Simple as black and white, continued

For more than a week now, the airwaves, the Internet, and the print media have all been filled with facts, speculation, and opinion about the Trayvon Martin killing. Well-meaning people have been spending hours and using reams of paper and millions of bytes to debate the causes and effects of this shooting.

In America, we're taught to take pride in our justice system being blind. Carved into the facade of the Supreme Court building are the words, "Equal Justice Under Law." In America, no person is supposed to get special treatment, positive or negative, in the justice system.

For me, the core issue of this case comes down to one question: Can anyone claim, with a straight face, that the outcome to date of this episode would be the same if the races of the two people involved were reversed?

Imagine a black man, a self-appointed vigilante in a neighborhood not his own, carrying a handgun. With a pattern of calling 911 almost every day for the first two months of the year, this wanna-be law enforcer follows a young, white boy who is innocently walking from a local store back to his father's girlfriend's house. During yet another call to police, the 911 dispatcher specifically tells him not to follow the young male. The black man continues, regardless, and soon shoots the young, white boy, killing him in the street.

Imagine the local police duly arriving, surveying the situation, and not even questioning the black shooter. In fact, they let him go, still carrying the gun he used to kill a young, white boy. Also imagine local authorities taking away the body, doing virtually nothing to find his family and placing him in the morgue as a "John Doe." Not until days later do the boy's family find out where he is and what has happened to him. It takes weeks for any of this to become an issue.

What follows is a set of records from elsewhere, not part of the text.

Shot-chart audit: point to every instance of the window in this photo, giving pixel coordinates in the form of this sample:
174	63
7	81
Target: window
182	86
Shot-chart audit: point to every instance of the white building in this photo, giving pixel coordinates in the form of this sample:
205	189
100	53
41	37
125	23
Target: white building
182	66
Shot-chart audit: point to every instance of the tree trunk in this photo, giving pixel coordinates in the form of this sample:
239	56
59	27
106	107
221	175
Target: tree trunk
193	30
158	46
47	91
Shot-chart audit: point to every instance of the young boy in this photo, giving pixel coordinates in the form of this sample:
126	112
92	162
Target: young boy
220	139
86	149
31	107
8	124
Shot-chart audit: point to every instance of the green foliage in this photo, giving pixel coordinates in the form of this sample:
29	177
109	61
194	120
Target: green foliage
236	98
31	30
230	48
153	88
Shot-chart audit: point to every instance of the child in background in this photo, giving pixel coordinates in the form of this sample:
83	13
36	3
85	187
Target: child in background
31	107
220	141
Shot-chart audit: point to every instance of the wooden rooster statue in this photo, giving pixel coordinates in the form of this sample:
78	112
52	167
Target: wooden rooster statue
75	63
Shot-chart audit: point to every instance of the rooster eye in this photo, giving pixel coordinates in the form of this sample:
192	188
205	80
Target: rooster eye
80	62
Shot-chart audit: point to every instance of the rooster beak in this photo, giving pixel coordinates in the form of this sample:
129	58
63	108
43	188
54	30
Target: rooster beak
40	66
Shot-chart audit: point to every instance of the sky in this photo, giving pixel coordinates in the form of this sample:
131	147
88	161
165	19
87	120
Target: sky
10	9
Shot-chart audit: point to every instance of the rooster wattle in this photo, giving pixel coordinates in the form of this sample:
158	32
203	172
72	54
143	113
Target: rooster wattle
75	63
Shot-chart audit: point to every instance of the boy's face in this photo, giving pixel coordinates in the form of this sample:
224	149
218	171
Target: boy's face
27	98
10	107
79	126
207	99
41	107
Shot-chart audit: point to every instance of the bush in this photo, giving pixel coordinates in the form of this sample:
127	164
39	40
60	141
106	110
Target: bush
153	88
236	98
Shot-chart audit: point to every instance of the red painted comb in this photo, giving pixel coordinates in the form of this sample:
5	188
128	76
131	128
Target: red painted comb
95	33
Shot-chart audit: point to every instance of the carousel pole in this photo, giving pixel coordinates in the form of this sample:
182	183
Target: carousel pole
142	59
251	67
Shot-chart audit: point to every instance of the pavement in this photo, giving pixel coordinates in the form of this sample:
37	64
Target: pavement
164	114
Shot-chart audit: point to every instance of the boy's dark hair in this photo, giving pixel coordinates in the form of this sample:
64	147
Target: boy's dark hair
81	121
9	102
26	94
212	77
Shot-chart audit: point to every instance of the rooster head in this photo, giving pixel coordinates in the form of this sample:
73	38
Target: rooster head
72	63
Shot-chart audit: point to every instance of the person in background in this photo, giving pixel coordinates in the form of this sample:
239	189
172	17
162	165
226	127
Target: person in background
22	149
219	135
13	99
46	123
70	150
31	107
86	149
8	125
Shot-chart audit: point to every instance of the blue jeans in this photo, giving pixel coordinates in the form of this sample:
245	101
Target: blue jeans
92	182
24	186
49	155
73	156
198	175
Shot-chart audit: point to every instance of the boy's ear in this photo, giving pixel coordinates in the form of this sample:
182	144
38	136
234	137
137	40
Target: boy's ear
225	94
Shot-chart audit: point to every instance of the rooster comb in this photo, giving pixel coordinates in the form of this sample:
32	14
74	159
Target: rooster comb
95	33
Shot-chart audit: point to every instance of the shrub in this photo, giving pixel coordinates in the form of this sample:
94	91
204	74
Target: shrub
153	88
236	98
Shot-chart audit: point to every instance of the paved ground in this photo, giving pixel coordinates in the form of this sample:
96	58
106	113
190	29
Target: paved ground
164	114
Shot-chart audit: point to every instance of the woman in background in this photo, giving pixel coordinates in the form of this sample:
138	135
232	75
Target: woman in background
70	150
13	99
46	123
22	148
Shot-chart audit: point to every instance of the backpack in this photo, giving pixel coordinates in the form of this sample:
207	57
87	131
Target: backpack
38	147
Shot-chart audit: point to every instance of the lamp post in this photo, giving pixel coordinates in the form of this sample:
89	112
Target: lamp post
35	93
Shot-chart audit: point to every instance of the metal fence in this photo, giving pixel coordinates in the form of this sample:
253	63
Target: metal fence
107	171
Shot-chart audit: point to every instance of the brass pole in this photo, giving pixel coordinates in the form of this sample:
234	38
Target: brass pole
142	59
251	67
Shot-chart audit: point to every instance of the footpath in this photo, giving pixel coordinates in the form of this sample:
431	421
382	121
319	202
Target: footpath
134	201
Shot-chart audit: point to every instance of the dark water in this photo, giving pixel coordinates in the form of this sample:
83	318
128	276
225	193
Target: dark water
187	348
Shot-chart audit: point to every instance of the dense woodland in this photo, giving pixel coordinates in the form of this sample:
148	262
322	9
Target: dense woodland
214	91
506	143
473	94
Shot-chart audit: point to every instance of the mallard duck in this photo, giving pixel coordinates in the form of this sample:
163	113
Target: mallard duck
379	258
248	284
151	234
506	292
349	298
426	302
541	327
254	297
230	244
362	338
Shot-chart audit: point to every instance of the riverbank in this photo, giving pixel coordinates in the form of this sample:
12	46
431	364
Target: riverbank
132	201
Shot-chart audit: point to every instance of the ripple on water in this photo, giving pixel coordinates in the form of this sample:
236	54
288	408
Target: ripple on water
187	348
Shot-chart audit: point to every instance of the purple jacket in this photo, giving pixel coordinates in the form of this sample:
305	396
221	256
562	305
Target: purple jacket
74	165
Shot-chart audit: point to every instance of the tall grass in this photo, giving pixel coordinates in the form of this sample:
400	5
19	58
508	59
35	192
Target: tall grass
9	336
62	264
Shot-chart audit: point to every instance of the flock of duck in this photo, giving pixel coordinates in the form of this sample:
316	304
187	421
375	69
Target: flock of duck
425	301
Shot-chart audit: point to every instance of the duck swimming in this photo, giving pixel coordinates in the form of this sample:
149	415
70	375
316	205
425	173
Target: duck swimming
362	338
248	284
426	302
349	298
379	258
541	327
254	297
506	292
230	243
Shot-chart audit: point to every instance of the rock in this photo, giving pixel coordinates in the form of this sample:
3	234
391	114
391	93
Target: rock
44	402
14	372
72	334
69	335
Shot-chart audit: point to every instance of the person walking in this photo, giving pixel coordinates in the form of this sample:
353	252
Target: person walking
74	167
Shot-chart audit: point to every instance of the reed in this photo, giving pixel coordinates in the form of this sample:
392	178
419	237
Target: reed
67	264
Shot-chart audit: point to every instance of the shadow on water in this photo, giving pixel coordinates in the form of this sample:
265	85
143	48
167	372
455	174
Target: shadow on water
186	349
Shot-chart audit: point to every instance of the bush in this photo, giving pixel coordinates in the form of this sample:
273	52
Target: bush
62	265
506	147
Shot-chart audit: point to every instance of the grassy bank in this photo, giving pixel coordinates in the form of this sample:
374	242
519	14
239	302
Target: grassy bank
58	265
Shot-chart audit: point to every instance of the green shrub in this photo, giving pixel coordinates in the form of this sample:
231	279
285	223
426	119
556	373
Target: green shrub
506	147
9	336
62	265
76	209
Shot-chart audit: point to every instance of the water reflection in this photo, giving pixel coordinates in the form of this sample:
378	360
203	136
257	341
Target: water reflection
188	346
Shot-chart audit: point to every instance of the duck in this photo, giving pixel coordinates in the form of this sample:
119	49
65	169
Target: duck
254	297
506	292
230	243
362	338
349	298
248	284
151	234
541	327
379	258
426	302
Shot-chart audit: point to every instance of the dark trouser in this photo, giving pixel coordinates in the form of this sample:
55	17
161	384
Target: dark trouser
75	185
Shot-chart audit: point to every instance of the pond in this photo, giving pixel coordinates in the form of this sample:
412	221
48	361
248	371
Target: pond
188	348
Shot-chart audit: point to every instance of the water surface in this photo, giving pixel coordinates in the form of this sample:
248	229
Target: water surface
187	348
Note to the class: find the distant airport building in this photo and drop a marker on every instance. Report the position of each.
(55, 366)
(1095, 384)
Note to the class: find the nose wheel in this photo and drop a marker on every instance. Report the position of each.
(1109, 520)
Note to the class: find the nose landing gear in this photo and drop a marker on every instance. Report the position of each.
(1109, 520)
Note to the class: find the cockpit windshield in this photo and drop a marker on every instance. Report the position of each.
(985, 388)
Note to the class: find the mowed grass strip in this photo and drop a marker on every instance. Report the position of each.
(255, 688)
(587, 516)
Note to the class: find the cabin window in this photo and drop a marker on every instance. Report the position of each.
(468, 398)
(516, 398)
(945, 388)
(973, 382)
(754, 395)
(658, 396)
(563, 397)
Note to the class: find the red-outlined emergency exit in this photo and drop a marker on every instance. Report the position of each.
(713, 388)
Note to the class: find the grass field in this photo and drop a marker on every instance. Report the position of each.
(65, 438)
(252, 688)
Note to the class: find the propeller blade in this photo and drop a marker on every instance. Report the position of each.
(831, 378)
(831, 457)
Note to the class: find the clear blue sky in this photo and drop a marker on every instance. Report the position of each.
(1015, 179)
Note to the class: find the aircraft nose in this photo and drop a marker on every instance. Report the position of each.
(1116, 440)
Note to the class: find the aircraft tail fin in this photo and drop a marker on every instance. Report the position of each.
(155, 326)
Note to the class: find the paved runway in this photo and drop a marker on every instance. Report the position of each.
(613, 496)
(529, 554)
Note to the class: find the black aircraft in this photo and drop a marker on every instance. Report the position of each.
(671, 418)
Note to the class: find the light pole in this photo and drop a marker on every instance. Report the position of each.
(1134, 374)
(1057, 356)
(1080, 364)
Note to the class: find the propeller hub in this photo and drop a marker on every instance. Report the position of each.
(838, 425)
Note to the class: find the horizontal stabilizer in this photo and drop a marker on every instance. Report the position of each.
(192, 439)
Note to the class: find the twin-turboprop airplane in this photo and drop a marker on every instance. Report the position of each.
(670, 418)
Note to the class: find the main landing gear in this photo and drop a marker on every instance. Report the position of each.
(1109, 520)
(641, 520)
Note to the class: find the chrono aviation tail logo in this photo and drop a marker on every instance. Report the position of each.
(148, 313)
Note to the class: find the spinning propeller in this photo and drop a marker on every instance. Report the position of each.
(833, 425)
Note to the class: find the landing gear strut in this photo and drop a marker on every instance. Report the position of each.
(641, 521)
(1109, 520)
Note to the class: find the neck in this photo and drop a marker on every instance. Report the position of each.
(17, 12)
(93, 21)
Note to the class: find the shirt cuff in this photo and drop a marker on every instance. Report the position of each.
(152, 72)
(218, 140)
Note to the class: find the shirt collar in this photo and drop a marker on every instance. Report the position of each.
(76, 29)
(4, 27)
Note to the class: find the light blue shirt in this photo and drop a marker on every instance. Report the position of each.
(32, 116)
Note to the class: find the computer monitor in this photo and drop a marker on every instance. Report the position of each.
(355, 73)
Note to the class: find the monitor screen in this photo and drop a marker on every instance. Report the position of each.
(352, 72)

Can you really imagine any of this happening if the shooter was black and the victim was white? I certainly can't. But this is all exactly what happened in the murder of African-American Trayvon Martin by Caucasian George Zimmerman.

It says a lot about our country that this case has once again highlighted the horror that is racial prejudice and violence; it will say a lot more about our country in 2012 how this case is handled going forward.